Старушка еще жива: наверное, у нее такая должность. Здесь, на канатке, мир наглядно демонстрирует возможности личного бессмертия; какая разница, та это старушка или не та: у них одинаковые лица и позы, а что до течения времени, то наука доказала, что времени не существует. Если вдуматься, то поскольку старушка осталась такой же, есть где-то и такой же я - но где? Ой нет, кажется, нас занесло...
Вагончик представляет из себя подобие ведра, сильно сплющенного с боков. Поражаешься его совершенству: ни одной лишней детали, ничего, что наводило бы на мысль о комфорте и отдыхе. Две металлические скамейки, отполированные (задами сидящих, добавите вы) до блеска, скрипучие дверцы, закрывающиеся сверху на защелку, овальная выпуклая крыша, приваренная к вагончику четырьмя стальными прутьями, и, наконец, могучий крюк, намертво впившийся в трос. Идея канатной дороги, всего того, отблесками чего являются фуникулер и подъемник, доведена здесь до восхитительной, отточенной завершенности. С чего бы начать? Да хоть с того, что дорога эта не имеет никакой явной, выраженной цели. Она никуда не ведет, поскольку начинаясь (условно, разумеется) в парке, заканчивается в спальном районе, настолько тихом и беззаботном, что никому с той стороны и в голову не придет осознанно уплатить деньги за подобную поездку. Начало и конец равнозначны; середина тоже не ахти, поскольку зеленые насаждения сверху гораздо менее интересны, нежели снизу, и зря говорят, что "там" лучше, чем "тут". К слову, за последние годы популярность канатки резко упала: глупо, конечно, и это связывать с реформами, тем более, что после не означает вследствие.
В вагончик следует прыгать на ходу; скорость невелика, но этот момент движения, прыжка доставляет скрытое удовлетворение, как от пойманной за хвост удачи или успешного побега.
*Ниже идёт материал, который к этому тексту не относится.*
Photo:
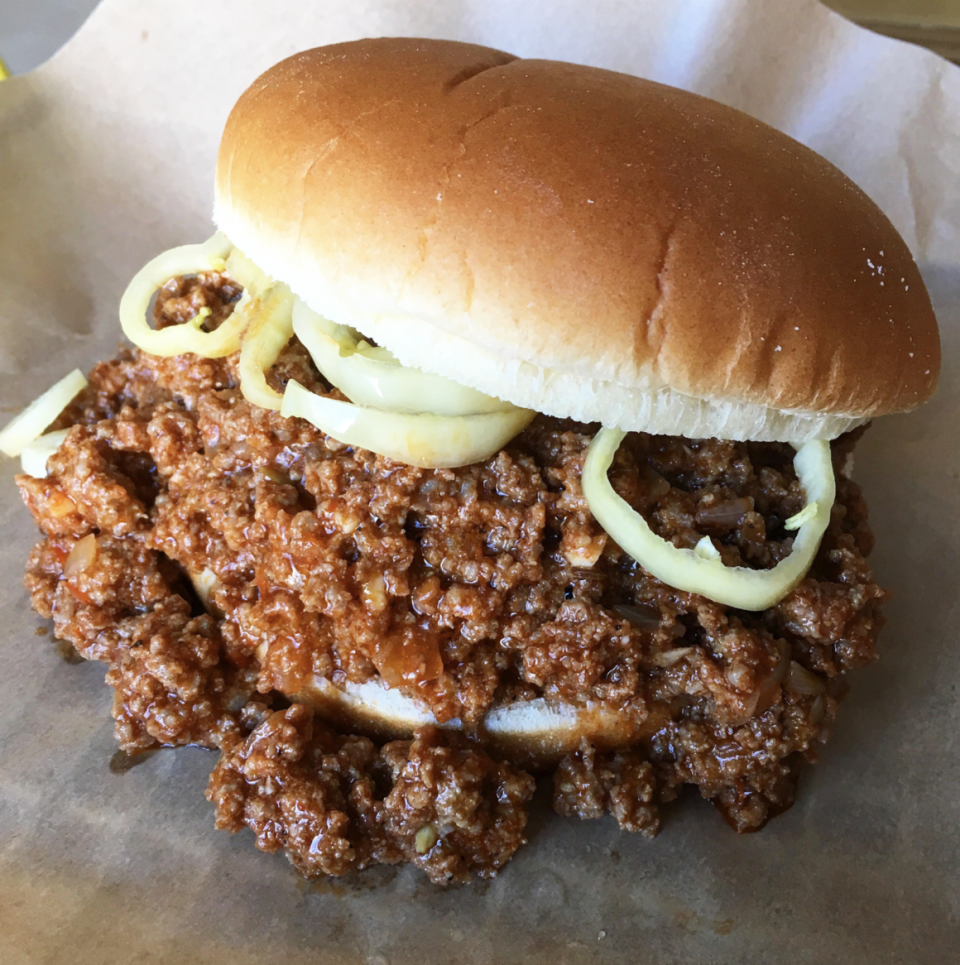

Прыжок запланирован самим устройством канатной дороги, и от мнимой опасности вас ограждает все та же, покойная как сфинкс старая леди, но лязгая дверцей перед тем, как оторваться от земли, вы волей-неволей безмолвно произносите: "Повезло". Поразительно, что именно здесь, в качающемся над условной пропастью ведерке, вы очень быстро принимаете удобную позу и даже пытаетесь расслабиться, хотя только встав на твердую землю, осознаете, что это не удалось. Лучше всего путешествовать в одиночестве - это еще одна реминисценция из детства, ведь тогда вселенная за металлическим забралом дверцы существовала для вас одного. Честно говоря, в те времена меня не особо смущал очевидный факт моей подвешенности: весь мир (вернее, тот, кто осознает этот мир) болтался на одном железном пальце, ухватившемся за трос. Будь я мальчиком с техническим складом ума, меня, возможно, посетила бы мысль о невесомости, но теперь более всего хочется, чтобы палец никогда не разжался. Разумеется, этого не произойдет; более того, на каждом столбе, поддерживающем канатку, глядит вам в лицо устрашающий щит с надписью: "Вагоны не раскачивать! ОПАСНО". Действительно, раскачивать вагончик совершенно не хочется, тем более, что он сам без конца подпрыгивает и дребезжит, наглядно демонстрируя истину, указанную на щите.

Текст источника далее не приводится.